Cour d'appel de Bruxelles 4 mars 2010

CONCESSION
Concession de vente exclusive - Succession de contrats - Contrat à durée déterminée succédant à un contrat à durée indéterminée
Lorsqu'une concession de vente a été consentie pour une durée indéterminée et que les parties concluent ultérieurement une nouvelle convention, à durée déterminée, les obligations contractuelles du concédant ne sont pas exclusivement régies par la convention ultérieure, à moins qu'il n'ait été régulièrement mis fin au préalable à la concession conclue pour une durée indéterminée. La conclusion d'un nouveau contrat entre les mêmes parties qui remplacerait tout accord verbal conclu antérieurement, ne peut être considéré comme une rupture régulière de celui-ci.
ARBITRAGE
Conditions - Clause inapplicable
Un litige relatif à la résiliation d'une concession de vente produisant ses effets dans tout ou partie du territoire belge n'est pas susceptible d'être réglé par la voie d'un arbitrage convenu avant la fin du contrat et qui a pour but et pour effet d'entraîner l'application d'une loi étrangère.
CONCESSION
Concession de vente exclusive - Indemnité de clientèle - Mode de calcul
La clientèle est un actif dont la valeur est fonction de son aptitude à produire des bénéfices. L'indemnité de clientèle peut être calculée sur la base du bénéfice net annuel. Eu égard à l'importance de la clientèle apportée par le concessionnaire, l'indemnité de clientèle peut en l'espèce être évaluée raisonnablement à deux années de bénéfice net moyen.
CONCESSIE
Concessie van alleenverkoop - Opeenvolging van contracten - Overeenkomst van bepaalde duur na contract van onbepaalde duur
Als een concessie van alleenverkoop voor onbepaalde duur werd gesloten en partijen later een nieuwe overeenkomst sluiten, van bepaalde duur, zijn de contractuele verbintenissen van de concessiegever niet uitsluitend beheerst door de latere overeenkomst, tenzij uitdrukkelijk een einde werd gesteld aan de overeenkomst gesloten voor onbepaalde duur. De totstandkoming van een nieuwe overeenkomst die elk eerder mondeling akkoord zou vervangen, kan niet beschouwd worden als een regelmatige beëindiging van de eerdere overeenkomst van onbepaalde duur.
ARBITRAGE
Voorwaarden - Arbitragebeding niet toepasselijk
Een geschil met als voorwerp een verkoopconcessie die zich uitstrekt op het geheel of een deel van het Belgische grondgebied kan niet geregeld worden via arbitrage overeengekomen voor het einde van de overeenkomst en die als gevolg heeft de toepassing van een buitenlands recht.
CONCESSIE
Concessie van alleenverkoop - Cliënteelvergoeding - Berekeningswijze
Het cliënteel is een actief waarvan de waarde afhangt van het potentieel om winst te genereren.
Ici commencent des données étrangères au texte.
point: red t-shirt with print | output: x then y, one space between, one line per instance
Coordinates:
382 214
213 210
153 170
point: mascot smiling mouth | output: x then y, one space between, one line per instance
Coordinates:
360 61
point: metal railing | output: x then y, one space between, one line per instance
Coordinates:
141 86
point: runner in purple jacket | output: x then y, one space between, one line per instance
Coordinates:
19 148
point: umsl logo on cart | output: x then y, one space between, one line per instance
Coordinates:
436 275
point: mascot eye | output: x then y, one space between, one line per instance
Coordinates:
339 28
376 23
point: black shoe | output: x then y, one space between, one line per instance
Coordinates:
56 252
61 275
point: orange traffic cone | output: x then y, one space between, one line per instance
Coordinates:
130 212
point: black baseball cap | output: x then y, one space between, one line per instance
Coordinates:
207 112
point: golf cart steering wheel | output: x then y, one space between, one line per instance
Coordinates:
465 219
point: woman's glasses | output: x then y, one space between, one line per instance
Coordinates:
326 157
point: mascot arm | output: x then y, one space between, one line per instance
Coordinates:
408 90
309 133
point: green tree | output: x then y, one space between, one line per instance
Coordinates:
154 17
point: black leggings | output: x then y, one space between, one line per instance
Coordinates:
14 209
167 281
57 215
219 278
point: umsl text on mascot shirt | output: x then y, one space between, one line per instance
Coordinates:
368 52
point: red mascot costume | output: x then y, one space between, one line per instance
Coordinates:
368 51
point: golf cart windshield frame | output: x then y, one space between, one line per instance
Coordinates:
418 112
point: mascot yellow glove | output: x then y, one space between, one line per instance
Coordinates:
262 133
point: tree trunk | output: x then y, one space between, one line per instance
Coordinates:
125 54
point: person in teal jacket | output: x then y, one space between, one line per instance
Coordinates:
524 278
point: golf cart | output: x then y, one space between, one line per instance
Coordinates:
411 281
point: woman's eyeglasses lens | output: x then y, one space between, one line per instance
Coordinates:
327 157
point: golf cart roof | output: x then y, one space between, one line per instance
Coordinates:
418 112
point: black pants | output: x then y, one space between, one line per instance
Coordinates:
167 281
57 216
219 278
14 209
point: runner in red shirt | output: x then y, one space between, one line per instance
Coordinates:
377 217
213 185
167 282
De cliënteelvergoeding kan berekend worden op basis van de netto jaarwinst. Gelet op het belang van het cliënteel aangebracht door de concessiehouder kan de cliënteelvergoeding redelijk geraamd worden op twee jaar gemiddelde nettowinst.
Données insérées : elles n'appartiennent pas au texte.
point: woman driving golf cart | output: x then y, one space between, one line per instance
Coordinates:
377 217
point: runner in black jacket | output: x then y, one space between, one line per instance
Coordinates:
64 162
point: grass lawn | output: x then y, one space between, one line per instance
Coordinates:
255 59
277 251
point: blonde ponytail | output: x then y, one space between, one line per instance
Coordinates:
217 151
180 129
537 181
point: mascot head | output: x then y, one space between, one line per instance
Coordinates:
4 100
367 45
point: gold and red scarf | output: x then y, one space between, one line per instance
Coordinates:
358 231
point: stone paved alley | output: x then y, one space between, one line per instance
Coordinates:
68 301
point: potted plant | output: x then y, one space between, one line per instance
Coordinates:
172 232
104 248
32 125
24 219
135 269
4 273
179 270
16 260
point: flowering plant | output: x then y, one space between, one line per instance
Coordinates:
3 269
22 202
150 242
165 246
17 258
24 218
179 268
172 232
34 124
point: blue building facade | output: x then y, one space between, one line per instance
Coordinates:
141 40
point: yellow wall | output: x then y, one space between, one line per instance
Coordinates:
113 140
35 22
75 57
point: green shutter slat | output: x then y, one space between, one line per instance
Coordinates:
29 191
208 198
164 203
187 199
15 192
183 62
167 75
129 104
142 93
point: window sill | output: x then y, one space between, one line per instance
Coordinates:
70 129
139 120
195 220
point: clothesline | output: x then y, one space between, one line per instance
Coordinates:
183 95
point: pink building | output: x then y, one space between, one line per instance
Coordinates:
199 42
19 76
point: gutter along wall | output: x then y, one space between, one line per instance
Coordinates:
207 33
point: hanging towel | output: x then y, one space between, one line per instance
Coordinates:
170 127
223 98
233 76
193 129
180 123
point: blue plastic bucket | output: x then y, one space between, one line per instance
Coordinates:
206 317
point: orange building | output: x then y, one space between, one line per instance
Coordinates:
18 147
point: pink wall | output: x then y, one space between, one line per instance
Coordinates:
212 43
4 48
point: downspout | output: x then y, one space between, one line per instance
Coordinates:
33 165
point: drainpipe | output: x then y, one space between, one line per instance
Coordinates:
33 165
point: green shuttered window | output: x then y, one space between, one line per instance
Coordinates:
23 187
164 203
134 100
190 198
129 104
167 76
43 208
Meunier Group SA / Happich Fahrzeug und Industrieteile GmbH

Siég.: H. Mackelbert (conseiller f.f. président), M.-F. Carlier et M. Moris (conseillers)
Pl.: Me P. Vermeire
I. La décision attaquée

L'appel est dirigé contre le jugement prononcé le 10 avril 2006 par le tribunal de commerce de Bruxelles.

Les parties ne produisent pas d'acte de signification de ce jugement.

(...)

III. Les faits et antécédents de la procédure

1. La société Ets A. Buhler, constituée en 1953, a pour activité la représentation et la fourniture en général de tous produits industriels, manufacturés ou non pour toutes industries et spécialement pour l'industrie de la carrosserie automobile, avions et matériel roulant, la fabrication, la vente, l'achat en gros et en détail, la transformation, l'exportation et l'importation de ces mêmes produits.

Le 18 juin 1973, M. Buhler, fondateur des Ets A. Buhler, cède à MM. d'Udekem d'Acoz et Lieutenant les 600 actions au porteur qu'il possède dans cette société.

La société Buhler, qui deviendra en cours de procédure la SA Meunier Group, expose être en relation d'affaires avec la société allemande Happich depuis 1947 à l'intermédiaire de M. Buhler et que cette société lui a confié la vente exclusive de ses produits en Belgique.

2. Le 28 novembre 1977, les sociétés Buhler et Happich signent une convention. Il y est notamment convenu que:

- Happich charge Buhler de la vente de ses produits sur le territoire de la Belgique;

- six clients nommément désignés sont exclus de la prospection par Buhler;

- Buhler achète et vend en son propre nom et pour son propre compte;

- le contrat entre en vigueur le 1er janvier 1978 pour une durée de trois ans; après ce délai, il se prolongera pour une durée indéterminée, à moins qu'il ne soit résilié par un des contractants avec un préavis d'un an par lettre recommandée;

- le contrat est régi par le droit allemand et tout litige sera réglé par arbitrage selon le règlement de la Chambre de commerce internationale; la procédure arbitrale aura lieu en République fédérale d'Allemagne, auprès de la Chambre de commerce de Wüppertal (art. 12).

Le 7 janvier 1993, MM. d'Udekem d'Acoz et Lieutenant cèdent à M. Meunier/la SA Bel MBA l'ensemble des actions de la société Ets A. Buhler.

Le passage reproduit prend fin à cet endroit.